Can anyone tell me how to do it?
I am programmer, I know C++ and VB6, and I might make a fix myself, if a project administrator contacts me and explains details.
Adam Ryczkowski
Hi Adam,
Thanks for your interest in Excelsi-R. I would like Excelsi-R to handle
non-ASCII strings, but I'm afraid I don't understand the specifics of
how R and Windows handle the encodings of strings at the byte level.
I'm not surprised Excelsi-R doesn't handle Unicode correctly, but not
sure how to fix it.
Since you're a C++/VBA programmer, let me describe what Excelsi-R does
now and perhaps you can suggest a fix. The main functions are here:
http://sourceforge.net/p/excelsir/code/ci/default/tree/Excelsi-R/excelsir_string.cpp
Basically, Excel stores stuff inside cells in VARIANT format, so it
seems strings inside variants are in BSTR format. The functions that
convert BSTR to/from C++ std::string objects are pasted into the
message below for convenience.
Hmm, I'm mostly a linux user, but I did a bit of googling and apparently
under Windows I should generally be using std::wstring instead
std::string. I don't know if this is the problem however.
If you just need an ugly hack without any programming, presumably it's
possible to quote unicode inside Excel and get R to do the unquoting.
For instance along the lines of eval(parse(text='"\u03b2"')).
Thanks,
Ben
Last edit: Ben Escoto 2016-02-09
Quite obviously, std::string is incapable of storing Unicode (http://stackoverflow.com/questions/402283/stdwstring-vs-stdstring). I know, that technically speaking strings are just arrays of bytes and encoding shouldn't matter, but C++ has function overloadings, that can invoke proper string recoding when it sees that you try to construct to wchar_t* from _bstr_t (defined in comutil.h)
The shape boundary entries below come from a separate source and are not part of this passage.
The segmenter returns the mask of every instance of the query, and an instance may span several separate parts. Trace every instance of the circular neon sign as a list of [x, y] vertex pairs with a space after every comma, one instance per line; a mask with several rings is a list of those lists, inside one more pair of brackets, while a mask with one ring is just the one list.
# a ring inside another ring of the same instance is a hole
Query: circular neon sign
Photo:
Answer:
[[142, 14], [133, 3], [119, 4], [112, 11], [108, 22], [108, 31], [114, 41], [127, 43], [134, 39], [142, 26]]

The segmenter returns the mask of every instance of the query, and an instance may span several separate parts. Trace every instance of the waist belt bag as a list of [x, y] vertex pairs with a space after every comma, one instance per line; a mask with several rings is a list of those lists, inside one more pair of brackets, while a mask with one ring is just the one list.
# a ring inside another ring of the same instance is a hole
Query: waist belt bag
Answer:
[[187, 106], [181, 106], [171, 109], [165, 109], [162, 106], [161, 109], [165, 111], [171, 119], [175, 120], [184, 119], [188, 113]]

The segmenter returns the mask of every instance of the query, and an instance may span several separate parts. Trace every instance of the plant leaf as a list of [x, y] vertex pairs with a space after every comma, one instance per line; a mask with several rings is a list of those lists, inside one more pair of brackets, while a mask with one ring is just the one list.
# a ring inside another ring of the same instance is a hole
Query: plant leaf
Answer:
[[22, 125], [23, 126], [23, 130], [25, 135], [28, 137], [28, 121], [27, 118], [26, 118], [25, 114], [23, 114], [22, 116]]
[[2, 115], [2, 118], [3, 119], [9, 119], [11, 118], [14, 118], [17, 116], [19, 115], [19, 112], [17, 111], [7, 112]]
On Windows BSTR already contains string encoded in UTF-16, so you (we?) need to do is to use proper conversion from UTF-16 to UTF-32 (std::w_string).
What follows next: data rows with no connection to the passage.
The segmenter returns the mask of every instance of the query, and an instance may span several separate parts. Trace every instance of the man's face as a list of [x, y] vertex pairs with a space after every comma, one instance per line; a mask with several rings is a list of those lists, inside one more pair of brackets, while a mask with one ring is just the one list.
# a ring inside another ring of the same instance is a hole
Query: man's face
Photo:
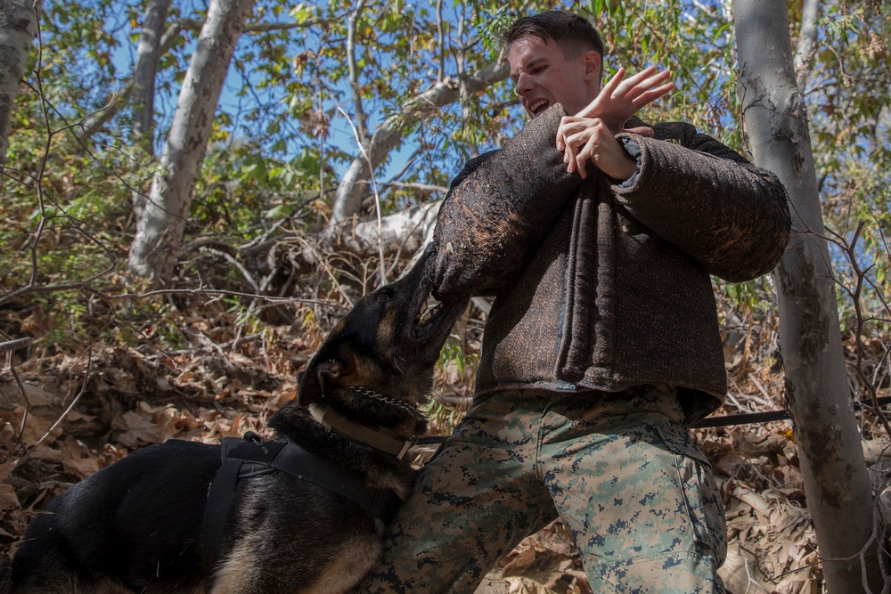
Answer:
[[554, 103], [575, 115], [600, 90], [600, 56], [595, 52], [568, 61], [553, 39], [528, 37], [511, 44], [508, 61], [519, 102], [532, 118]]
So I guess, you need to do 2 things for a proper fix:
1. Employ conversion as in accepted answer to http://stackoverflow.com/questions/6284524/bstr-to-stdstring-stdwstring-and-vice-versa (isn't it your question, by the way?) or better yet: http://stackoverflow.com/questions/3810730/convert-bstr-to-wstring. Don't use MultiByteToWideChar and WideCharToMultiByte which cannot convert to UTF-32.
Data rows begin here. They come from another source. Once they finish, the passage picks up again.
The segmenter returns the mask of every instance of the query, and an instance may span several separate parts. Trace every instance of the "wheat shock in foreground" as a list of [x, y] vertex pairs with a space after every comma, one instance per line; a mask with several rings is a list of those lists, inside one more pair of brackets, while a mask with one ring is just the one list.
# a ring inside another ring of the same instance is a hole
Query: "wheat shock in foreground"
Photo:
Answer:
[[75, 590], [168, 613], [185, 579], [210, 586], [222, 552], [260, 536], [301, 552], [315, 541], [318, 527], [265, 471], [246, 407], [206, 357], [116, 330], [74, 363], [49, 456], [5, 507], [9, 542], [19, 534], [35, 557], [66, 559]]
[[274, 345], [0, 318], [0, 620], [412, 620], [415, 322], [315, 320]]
2. Drop std::string in favor of std::wstring in every place that handles R command (which might not be so simple as it sounds)
I haven't tested it yet - I haven't been programming in C++ on Windows for about 10 years (I am also based on Linux) so testing it will not be straightforward for me. Can you do it instead?
If you don't I'll try to test it myself around the next week.
Thanks for the links. I can look into this, but I'm a bit busy at the moment so won't be able to start until late next week.
Your step #1 looks straightforward. Step #2 hopefully isn't too bad either, but it would involve figuring out what format R stores its strings in, and converting them accordingly. That might just be a bit of googling, or it might degenerate into reading through the source of R and Rserve, worrying about platform-specific issues, etc.
Hi, just looked a bit into this. It seems straightforward, the one wrinkle is that R may use different default encodings on different platforms. By default, Rserve strings are coded using the "unknown"/default encoding. (Rserve does seem to check the string encoding type and recode the strings if necessary.) However, there is an option (either in configuration file or command-line) to tell Rserve to use UTF-8. See: http://www.rforge.net/Rserve/doc.html.
Would it be acceptable to you if Excelsi-R required Rserve to use UTF-8? According to the link above, the Java clients already require UTF-8, and it may become the default in the future anyway. It would be more work to handle the "default" encoding, because that could differ from client to server. Conceptually, the "default" encoding on the server might even be unknown/unavailable on the client.
I went ahead and made the change. I believe it's as simple as changing CP_ACP to CP_UTF8 in the code above, and switching the encoding of the Rserve server to UTF-8. There should be no issues holding Unicode inside std::string.
I want to make one other minor change, then I'll release a new version of Excelsi-R.